Bei einem Film deutscher Herkunft stellen sich nicht wenigen immer noch die Nackenhaare hoch, und der Bildträger fliegt schneller aus dem Player als jemand im Film „Hitler“ sagen kann. Allergische Reaktionen in Folge von andauernder Geschichtsaufarbeitung sind häufig, zeugen jedoch von einer sehr eingeschränkten Wahrnehmung der hiesigen Filmlandschaft. Dabei liegt der eigentliche Reichtum oft unter der Wahrnehmungsgrenze der Massen und vermag auch international durchaus eigenständige Akzente zu setzen, man denke nur an Wenzel Storchs einzigartiges Privatuniversum. Die Phrase „Für einen deutschen Film gar nicht schlecht“ war noch nie einleuchtend, zumal sie den gönnerhaften, despektierlichen Unterton nicht vermeiden konnte. Vielleicht zeigt es aber auch, dass man die ganze Zeit in die falsche Richtung geschaut hat.

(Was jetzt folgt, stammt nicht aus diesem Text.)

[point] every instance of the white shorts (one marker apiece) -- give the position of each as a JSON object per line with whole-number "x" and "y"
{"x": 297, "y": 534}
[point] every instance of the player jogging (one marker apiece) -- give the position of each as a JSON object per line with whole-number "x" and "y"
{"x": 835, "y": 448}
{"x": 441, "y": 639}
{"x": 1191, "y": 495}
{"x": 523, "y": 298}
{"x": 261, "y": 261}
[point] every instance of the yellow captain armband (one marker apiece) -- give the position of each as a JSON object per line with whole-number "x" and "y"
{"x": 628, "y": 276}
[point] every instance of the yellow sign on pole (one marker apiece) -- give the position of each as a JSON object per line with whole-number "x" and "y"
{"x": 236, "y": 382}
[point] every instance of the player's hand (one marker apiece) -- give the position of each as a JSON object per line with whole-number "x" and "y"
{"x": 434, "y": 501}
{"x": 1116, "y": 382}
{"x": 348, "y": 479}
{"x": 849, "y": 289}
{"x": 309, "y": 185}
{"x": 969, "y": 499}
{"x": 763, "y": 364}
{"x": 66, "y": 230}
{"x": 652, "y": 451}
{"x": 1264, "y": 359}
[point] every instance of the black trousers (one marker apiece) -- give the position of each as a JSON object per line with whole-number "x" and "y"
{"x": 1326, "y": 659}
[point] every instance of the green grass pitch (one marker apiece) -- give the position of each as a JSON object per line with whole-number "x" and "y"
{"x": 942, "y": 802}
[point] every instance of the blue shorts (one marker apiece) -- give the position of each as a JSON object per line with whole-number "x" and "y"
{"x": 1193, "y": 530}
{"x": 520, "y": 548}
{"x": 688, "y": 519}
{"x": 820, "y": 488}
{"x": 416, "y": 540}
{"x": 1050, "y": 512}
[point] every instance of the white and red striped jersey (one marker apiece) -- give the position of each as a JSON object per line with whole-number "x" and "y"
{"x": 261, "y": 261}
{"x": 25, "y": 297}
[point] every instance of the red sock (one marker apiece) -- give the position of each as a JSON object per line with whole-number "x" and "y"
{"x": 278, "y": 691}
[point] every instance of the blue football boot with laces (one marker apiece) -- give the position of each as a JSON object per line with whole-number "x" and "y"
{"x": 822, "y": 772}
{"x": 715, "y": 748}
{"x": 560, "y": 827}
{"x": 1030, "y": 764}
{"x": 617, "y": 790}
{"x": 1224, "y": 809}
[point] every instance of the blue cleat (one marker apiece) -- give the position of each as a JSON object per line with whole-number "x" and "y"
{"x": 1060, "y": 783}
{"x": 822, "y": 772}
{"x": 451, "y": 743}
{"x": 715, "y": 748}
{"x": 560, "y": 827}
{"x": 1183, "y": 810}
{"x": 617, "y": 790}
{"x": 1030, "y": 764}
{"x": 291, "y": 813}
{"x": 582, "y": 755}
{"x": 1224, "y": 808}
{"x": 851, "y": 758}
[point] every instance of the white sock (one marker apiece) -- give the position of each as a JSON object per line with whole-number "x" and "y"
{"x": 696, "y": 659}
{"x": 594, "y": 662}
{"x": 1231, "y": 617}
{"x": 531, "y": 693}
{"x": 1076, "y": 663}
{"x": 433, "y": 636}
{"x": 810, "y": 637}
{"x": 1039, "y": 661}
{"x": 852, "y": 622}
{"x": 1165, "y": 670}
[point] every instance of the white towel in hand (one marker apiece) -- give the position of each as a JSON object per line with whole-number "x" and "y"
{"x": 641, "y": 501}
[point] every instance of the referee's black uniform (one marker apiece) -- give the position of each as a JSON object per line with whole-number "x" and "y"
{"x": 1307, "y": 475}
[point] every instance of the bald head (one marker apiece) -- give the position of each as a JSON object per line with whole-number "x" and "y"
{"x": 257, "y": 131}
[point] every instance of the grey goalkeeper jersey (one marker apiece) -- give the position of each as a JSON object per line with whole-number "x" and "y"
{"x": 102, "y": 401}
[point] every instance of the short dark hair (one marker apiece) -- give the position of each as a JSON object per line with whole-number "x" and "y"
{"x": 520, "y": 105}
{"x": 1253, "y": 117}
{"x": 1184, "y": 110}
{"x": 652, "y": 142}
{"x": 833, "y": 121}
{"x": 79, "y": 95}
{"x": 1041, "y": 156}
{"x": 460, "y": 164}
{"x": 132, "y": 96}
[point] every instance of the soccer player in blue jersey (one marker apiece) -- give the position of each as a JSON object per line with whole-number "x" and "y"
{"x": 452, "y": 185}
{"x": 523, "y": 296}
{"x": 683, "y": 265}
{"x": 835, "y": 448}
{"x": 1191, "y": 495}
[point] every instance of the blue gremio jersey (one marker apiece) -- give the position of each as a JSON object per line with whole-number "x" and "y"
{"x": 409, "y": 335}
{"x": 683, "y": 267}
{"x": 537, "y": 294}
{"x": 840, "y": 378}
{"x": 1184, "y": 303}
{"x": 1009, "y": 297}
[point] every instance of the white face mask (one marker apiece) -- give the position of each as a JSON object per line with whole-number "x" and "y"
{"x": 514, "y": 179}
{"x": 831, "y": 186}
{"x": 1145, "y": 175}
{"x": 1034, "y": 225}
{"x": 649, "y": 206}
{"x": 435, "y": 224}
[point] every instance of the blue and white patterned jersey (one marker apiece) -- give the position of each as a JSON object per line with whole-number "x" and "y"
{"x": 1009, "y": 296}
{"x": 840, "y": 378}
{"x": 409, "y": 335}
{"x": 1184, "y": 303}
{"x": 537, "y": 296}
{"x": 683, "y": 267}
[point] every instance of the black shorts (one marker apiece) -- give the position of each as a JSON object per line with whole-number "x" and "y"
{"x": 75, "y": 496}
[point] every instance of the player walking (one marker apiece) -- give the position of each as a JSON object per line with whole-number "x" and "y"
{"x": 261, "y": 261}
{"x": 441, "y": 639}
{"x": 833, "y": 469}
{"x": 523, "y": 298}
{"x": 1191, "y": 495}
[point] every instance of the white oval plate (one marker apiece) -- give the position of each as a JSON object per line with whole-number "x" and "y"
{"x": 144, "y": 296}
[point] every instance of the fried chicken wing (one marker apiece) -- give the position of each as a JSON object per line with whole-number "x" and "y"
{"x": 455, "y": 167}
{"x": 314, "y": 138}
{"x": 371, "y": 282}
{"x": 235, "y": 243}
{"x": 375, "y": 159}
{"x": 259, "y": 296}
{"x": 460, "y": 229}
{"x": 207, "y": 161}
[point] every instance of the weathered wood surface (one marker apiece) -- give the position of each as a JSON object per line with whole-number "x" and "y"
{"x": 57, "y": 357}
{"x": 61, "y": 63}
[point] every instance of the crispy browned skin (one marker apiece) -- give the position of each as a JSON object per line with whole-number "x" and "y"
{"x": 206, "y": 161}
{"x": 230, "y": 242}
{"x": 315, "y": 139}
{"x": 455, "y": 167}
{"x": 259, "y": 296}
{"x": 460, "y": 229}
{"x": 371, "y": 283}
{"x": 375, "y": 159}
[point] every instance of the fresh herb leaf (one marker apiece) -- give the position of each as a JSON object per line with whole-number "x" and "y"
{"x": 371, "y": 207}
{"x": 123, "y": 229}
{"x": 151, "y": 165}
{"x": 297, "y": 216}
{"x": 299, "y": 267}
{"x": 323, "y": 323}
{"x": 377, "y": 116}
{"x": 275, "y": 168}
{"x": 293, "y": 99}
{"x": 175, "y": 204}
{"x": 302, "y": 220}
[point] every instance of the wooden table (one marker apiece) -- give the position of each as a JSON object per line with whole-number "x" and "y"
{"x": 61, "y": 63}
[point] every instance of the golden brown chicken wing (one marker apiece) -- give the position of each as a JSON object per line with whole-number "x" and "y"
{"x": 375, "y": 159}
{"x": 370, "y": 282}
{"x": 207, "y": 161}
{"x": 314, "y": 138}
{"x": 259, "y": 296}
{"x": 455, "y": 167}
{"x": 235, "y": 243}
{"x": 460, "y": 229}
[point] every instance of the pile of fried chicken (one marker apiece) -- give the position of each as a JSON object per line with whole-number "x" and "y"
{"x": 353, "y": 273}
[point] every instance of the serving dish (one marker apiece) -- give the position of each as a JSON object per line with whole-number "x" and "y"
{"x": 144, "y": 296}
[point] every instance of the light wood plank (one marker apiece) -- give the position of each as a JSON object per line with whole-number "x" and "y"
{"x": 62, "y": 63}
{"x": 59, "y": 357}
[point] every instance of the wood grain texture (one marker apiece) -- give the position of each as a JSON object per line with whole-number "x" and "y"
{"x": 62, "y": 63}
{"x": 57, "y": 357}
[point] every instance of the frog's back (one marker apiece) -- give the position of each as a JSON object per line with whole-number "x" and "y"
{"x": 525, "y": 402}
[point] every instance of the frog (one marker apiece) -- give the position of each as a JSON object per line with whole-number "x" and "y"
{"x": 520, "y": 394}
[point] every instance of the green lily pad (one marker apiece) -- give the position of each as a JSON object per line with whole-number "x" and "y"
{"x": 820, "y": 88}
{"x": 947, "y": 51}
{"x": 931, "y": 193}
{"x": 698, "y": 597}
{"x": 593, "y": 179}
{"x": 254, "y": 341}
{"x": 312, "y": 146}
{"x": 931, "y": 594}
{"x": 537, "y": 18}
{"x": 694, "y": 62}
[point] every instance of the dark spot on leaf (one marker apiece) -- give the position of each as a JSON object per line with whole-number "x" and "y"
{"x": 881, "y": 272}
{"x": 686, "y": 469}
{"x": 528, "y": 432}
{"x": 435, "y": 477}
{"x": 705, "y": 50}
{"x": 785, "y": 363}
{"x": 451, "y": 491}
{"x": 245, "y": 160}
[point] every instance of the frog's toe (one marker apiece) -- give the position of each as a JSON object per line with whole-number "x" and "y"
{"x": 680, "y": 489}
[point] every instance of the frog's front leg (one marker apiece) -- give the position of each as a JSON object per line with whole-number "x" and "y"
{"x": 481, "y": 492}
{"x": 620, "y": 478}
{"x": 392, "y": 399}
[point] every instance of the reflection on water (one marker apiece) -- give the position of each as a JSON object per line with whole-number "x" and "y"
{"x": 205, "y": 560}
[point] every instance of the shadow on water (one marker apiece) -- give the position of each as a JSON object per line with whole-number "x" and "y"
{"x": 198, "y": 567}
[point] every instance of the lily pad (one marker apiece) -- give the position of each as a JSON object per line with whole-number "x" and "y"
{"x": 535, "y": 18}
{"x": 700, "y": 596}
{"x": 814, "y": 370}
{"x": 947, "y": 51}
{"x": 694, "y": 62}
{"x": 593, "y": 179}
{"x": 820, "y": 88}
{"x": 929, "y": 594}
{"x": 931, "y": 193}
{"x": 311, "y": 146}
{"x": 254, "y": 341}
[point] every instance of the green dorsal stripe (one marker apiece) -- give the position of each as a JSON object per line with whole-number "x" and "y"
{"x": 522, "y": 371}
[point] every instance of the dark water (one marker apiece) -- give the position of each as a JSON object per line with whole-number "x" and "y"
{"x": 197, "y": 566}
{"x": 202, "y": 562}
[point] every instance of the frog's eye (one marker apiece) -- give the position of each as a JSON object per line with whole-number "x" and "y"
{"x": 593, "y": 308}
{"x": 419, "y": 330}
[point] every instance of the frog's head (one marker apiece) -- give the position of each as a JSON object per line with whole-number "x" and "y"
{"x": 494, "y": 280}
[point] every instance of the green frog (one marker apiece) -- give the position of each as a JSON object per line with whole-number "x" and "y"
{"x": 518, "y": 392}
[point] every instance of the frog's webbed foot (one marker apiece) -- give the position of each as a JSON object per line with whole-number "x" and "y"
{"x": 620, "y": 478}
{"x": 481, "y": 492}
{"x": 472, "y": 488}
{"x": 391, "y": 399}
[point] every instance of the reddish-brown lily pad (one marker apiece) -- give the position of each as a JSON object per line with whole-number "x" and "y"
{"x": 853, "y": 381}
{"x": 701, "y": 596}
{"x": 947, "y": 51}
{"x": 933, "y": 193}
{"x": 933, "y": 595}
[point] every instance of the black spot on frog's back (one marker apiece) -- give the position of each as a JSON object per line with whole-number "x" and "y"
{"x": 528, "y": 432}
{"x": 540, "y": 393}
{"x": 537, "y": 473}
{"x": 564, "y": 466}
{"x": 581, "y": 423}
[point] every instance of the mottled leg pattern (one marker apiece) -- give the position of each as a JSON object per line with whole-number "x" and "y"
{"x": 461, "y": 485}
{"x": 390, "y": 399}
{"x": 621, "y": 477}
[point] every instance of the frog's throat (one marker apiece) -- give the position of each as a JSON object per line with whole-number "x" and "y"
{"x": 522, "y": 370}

Ironischerweise führt DER BUNKER – zumindest was die Ausstattung betrifft, eine genaue zeitliche Zuordnung findet nicht statt – zurück in die Blütezeit des deutschen Films, in die Zeit der analogen Telefone mit ihren gelochten Wählscheiben, von mechanischen Schreibmaschinen, mit geometrischem Mustern bedruckter Tapeten und geknüpfter Teppiche. Diese Welt entdeckt ein namenloser Student, als er bei einer Familie ein ruhiges Plätzchen für seine Studien zu finden sucht. Das ruhige Plätzchen befindet sich abseits der Zivilisation halb unter der Erde in einem Wald, und auch seine Bewohner scheinen aus der Zeit gefallen. Der Vater stolziert mit überheblichen Gockelgehabe eines Zirkusdirektors herum. Sein Sohn Klaus ist ein erwachsener anmutender Achtjähriger mit Lernschwäche. Die Mutter als feuchter Traum eines jeden Reaktionärs sorgt sich um den Haushalt und sucht ihre Erfüllung im Kochen. Man kommt überein, dass der Student für die Bildung des Jungen sorgen soll, um so für die Zimmermiete aufzukommen. So beengt die Verhältnisse auch sind, so groß sind die Ambitionen des Vaters, der aus seinem schweigsamen, verschüchterten Sohn einmal den „Präsidenten“ machen möchte. Dafür scheint es zunächst auszureichen, dass Klaus die Hauptstädte aller Länder auswendig weiß. Lernfortschritte werden von den Eltern täglich kontrolliert, Misserfolge mit Prügel bestraft. Und Klaus erweist sich als sehr lernresistent.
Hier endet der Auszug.